Цѣлая недѣля пропала у Телепнева. Татуированный и Мандельштернъ прислали ему вызовы. Но этимъ дѣло не обошлось. По каждому шкандалу отдѣльно было сперва разбирательство, состоящее изъ двухъ совѣстныхъ судей и безпристрастнаго. Телепневъ не воспользовался совѣтами Варцеля и вовсе не желалъ миролюбиваго исхода. Онъ выбралъ секундантомъ Миленькаго и потребовалъ, чтобы оба шкандала были въ одинъ день.
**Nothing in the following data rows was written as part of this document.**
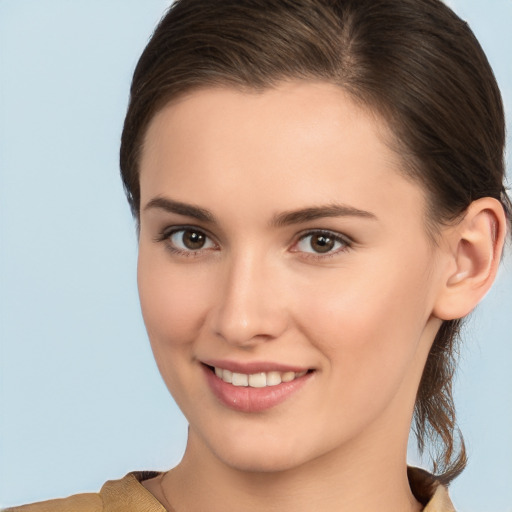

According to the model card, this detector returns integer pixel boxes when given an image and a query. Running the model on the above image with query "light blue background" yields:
[0,0,512,512]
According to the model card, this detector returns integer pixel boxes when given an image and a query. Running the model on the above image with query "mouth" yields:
[208,366,313,388]
[202,363,315,413]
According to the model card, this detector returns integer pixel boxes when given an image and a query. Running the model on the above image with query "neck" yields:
[162,426,421,512]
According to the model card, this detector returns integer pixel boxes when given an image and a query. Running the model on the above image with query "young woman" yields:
[5,0,511,512]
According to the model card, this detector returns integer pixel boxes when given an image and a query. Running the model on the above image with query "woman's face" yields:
[138,83,448,470]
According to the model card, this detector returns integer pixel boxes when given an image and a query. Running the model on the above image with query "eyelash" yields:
[155,226,353,260]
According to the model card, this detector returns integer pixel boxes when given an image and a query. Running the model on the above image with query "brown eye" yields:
[182,229,206,251]
[169,228,215,252]
[309,234,335,253]
[292,231,350,255]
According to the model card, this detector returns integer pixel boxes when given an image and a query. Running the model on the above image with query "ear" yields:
[433,197,507,320]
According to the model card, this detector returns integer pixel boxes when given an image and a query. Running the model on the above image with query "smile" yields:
[201,362,316,413]
[214,366,307,388]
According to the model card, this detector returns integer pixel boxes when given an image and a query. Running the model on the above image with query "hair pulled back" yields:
[120,0,512,484]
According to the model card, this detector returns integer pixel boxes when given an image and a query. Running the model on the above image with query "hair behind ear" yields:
[414,197,507,484]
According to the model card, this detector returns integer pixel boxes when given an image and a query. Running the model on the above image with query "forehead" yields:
[140,82,424,228]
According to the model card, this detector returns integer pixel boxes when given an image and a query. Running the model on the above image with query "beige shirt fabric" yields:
[4,468,455,512]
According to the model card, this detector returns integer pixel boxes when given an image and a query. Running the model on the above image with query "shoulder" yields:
[3,471,165,512]
[4,493,103,512]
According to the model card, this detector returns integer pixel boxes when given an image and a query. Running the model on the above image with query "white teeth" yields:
[214,367,307,388]
[249,372,267,388]
[231,372,249,386]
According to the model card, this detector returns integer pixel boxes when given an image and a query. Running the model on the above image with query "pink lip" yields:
[201,359,309,375]
[202,365,314,413]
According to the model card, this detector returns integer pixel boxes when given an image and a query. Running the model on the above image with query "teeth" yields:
[215,368,307,388]
[231,372,249,386]
[249,372,267,388]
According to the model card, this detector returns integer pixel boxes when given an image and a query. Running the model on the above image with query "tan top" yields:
[4,468,455,512]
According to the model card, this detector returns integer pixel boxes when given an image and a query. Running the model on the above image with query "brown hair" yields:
[120,0,512,483]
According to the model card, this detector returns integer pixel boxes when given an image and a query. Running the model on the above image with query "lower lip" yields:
[203,366,313,412]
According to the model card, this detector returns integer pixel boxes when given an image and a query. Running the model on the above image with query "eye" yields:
[165,228,216,253]
[292,231,350,256]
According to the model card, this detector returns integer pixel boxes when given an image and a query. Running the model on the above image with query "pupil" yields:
[311,235,334,252]
[183,231,205,250]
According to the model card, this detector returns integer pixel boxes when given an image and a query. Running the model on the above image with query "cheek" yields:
[297,257,430,390]
[137,247,210,348]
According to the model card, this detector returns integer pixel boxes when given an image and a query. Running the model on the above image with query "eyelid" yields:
[290,229,355,259]
[154,224,219,257]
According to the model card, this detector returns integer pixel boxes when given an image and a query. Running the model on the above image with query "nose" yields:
[211,254,288,348]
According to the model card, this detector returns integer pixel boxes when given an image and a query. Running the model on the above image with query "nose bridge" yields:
[213,248,287,346]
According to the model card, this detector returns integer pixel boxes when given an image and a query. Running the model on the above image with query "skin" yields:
[133,82,504,512]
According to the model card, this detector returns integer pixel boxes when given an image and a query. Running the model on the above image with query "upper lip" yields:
[201,359,310,375]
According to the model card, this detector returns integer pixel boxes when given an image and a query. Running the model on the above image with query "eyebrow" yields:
[144,197,215,223]
[144,197,377,227]
[271,204,377,227]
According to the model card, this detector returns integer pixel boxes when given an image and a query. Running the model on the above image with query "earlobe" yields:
[433,197,506,320]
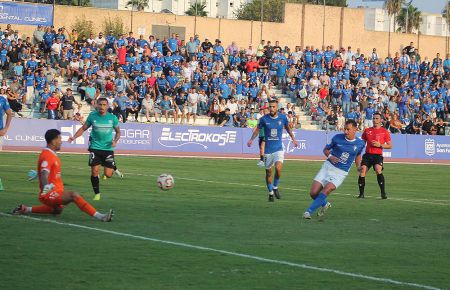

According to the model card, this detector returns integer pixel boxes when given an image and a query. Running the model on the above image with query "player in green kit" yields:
[69,98,123,200]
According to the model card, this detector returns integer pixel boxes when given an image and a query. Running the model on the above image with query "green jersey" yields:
[247,119,258,128]
[86,111,119,151]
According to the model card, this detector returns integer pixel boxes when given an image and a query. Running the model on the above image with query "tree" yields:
[234,0,347,22]
[103,16,125,36]
[395,5,422,33]
[126,0,149,11]
[72,15,94,40]
[184,0,208,16]
[384,0,405,31]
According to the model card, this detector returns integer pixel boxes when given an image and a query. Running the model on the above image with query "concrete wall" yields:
[12,3,446,58]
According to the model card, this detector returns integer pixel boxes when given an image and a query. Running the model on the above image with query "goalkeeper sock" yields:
[267,183,273,194]
[358,176,366,195]
[307,192,327,214]
[273,178,280,189]
[91,176,100,194]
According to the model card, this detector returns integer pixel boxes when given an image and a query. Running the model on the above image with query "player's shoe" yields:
[317,202,331,216]
[102,209,114,222]
[273,188,281,199]
[303,211,311,220]
[12,204,27,214]
[114,169,123,178]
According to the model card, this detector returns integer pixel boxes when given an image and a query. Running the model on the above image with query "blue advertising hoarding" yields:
[0,2,53,26]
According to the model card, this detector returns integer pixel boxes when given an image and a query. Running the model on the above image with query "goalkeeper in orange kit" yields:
[13,129,113,222]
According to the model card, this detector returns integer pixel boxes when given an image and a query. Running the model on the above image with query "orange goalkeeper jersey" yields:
[38,148,64,193]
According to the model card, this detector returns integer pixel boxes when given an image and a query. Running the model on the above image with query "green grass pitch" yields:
[0,153,450,289]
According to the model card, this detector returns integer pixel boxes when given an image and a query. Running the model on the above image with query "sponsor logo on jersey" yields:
[425,139,436,156]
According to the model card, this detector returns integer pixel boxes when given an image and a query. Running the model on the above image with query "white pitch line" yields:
[0,212,442,290]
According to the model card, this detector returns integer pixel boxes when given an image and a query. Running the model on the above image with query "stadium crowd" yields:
[0,25,450,135]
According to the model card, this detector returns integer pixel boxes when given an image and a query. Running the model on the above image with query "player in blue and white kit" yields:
[303,120,365,219]
[247,100,298,201]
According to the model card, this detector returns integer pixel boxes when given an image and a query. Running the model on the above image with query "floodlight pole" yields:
[194,0,198,35]
[259,0,264,42]
[322,0,325,47]
[52,0,55,25]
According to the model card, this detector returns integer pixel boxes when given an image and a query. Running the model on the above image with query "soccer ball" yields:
[28,170,37,181]
[156,173,175,190]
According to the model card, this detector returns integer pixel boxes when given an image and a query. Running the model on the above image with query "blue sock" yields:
[314,196,328,206]
[307,192,327,214]
[273,178,280,187]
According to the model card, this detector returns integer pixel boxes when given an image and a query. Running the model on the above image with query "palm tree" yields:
[126,0,149,11]
[395,5,422,33]
[384,0,404,53]
[442,1,450,54]
[384,0,405,31]
[184,0,208,16]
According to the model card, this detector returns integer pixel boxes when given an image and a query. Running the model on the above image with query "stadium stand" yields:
[0,25,450,135]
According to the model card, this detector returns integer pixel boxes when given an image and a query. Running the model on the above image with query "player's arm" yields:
[247,126,261,147]
[68,123,90,143]
[0,109,13,137]
[323,138,339,164]
[112,126,120,147]
[380,140,392,149]
[355,154,362,172]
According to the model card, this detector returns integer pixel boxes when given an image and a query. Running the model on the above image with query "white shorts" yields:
[188,106,197,114]
[364,119,373,128]
[314,161,348,188]
[264,151,284,169]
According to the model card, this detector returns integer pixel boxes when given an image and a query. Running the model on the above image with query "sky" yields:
[348,0,447,13]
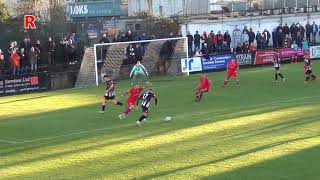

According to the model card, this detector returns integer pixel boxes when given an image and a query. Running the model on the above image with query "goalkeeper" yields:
[129,61,149,84]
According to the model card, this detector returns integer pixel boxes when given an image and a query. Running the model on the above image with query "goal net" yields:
[75,37,188,87]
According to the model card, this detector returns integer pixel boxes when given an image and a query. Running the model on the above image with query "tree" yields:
[0,0,11,23]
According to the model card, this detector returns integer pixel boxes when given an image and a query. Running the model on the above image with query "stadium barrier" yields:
[310,46,320,59]
[0,73,50,96]
[181,53,253,72]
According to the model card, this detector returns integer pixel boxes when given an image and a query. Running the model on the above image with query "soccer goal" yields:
[75,37,189,87]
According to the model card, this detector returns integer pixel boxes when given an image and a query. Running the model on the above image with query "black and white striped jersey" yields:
[141,91,155,108]
[104,80,116,97]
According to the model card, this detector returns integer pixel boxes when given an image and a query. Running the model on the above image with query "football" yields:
[164,116,172,121]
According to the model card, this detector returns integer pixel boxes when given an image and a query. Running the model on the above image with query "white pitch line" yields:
[0,139,18,144]
[0,96,320,144]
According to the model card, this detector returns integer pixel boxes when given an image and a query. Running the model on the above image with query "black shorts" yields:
[306,70,312,75]
[104,96,116,101]
[141,106,149,113]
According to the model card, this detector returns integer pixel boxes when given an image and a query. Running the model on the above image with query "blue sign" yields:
[67,0,121,17]
[181,57,202,72]
[202,54,234,70]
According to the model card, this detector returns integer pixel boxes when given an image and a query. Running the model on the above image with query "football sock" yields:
[139,115,147,122]
[123,107,131,115]
[223,80,228,85]
[279,73,284,79]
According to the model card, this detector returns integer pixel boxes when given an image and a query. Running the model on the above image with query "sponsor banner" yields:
[254,50,275,65]
[279,48,304,59]
[202,54,234,70]
[66,0,121,17]
[236,53,252,66]
[0,75,48,96]
[310,46,320,59]
[181,57,202,72]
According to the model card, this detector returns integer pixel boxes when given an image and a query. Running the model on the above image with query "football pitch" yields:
[0,61,320,180]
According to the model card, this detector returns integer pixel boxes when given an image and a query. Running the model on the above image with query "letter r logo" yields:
[24,15,37,29]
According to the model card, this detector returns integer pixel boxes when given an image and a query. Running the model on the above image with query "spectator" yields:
[242,26,249,34]
[187,31,193,56]
[134,44,143,62]
[10,48,20,75]
[256,31,262,50]
[236,43,243,54]
[282,23,290,35]
[248,28,256,43]
[201,43,211,60]
[302,38,309,51]
[283,34,291,48]
[260,33,268,50]
[241,41,249,53]
[34,40,44,66]
[299,24,306,38]
[296,32,303,47]
[277,29,285,48]
[29,47,38,73]
[276,23,282,33]
[205,34,214,52]
[262,29,271,48]
[215,31,224,49]
[193,31,201,52]
[223,30,231,49]
[220,41,231,54]
[127,44,136,64]
[138,33,149,41]
[272,29,279,48]
[126,30,134,41]
[47,37,56,65]
[150,33,157,39]
[232,26,242,47]
[20,38,31,53]
[290,23,299,40]
[241,31,249,43]
[306,22,312,43]
[19,48,29,74]
[248,43,257,53]
[0,49,5,75]
[99,33,110,44]
[312,21,319,44]
[99,33,110,60]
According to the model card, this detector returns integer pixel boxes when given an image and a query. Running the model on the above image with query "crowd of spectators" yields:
[186,22,320,56]
[0,33,80,75]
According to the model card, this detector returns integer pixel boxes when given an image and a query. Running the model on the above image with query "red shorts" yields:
[227,71,238,79]
[197,86,209,93]
[127,99,136,107]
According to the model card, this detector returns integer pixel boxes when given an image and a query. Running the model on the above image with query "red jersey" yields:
[228,61,239,72]
[200,77,210,88]
[128,87,143,102]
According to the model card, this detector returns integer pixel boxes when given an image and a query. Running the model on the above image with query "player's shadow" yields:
[141,134,320,179]
[0,95,49,104]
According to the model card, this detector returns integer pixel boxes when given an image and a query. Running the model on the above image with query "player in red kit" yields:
[222,59,240,87]
[195,72,212,102]
[119,84,144,119]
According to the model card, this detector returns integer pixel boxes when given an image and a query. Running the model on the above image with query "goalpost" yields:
[86,37,189,86]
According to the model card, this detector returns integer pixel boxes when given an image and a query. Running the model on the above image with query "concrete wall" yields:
[181,12,320,46]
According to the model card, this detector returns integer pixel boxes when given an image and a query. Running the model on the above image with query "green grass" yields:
[0,62,320,180]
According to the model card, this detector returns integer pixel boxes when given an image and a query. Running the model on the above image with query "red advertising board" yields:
[254,50,276,65]
[279,48,305,59]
Вечеромъ, наканунѣ отправленія въ пятиверстную, Телепневъ сидѣлъ вь нѣкоторомъ раздумья за столомъ. Не опасность смущала его: бурсацкія дуэли были слишкомъ застрахованы отъ смертельнаго исхода. Ему непріятно было чувствовать себя одинокимъ въ такую минуту, которая могла бы быть гораздо серьезнѣе, еслибъ онъ вмѣсто буршей сорвалъ шкандалъ съ филистрами. Впервые рѣзко представился вопросъ: «какія же собственно у него теперь привязанности, для кого и для чего онъ живетъ?» Было у него два пріятеля — Абласовъ и Горшковъ; онъ ихъ покинулъ самопроизвольно, — значитъ, дружба ихъ не была для него настоящей нравственной потребностью. Ѳедоръ Петровичъ и Мироновна входили больше въ міръ дорогихъ для него воспоминаній. Здѣсь же онъ жилъ вотъ уже нѣсколько мѣсяцевъ, какъ наблюдатель и туристъ. Бурши только подъ часъ занимали его, больше же раздражали, и онъ не могъ имѣть съ ними никакой кровной связи. Отчего? — Слишкомъ тронутъ онъ былъ своей постоянной внутренней работой. Бурсаки плавали въ своей жизни какъ рыба въ водѣ. Дальше кнейпы и шкандаловъ не простирались ихъ желанія. Телепневъ былъ почти всѣхъ ихъ моложе, но сравнительно съ ними смотрѣлъ уже трезвымъ, старымъ взглядомъ на малоосмысленную бурсацкую жизнь.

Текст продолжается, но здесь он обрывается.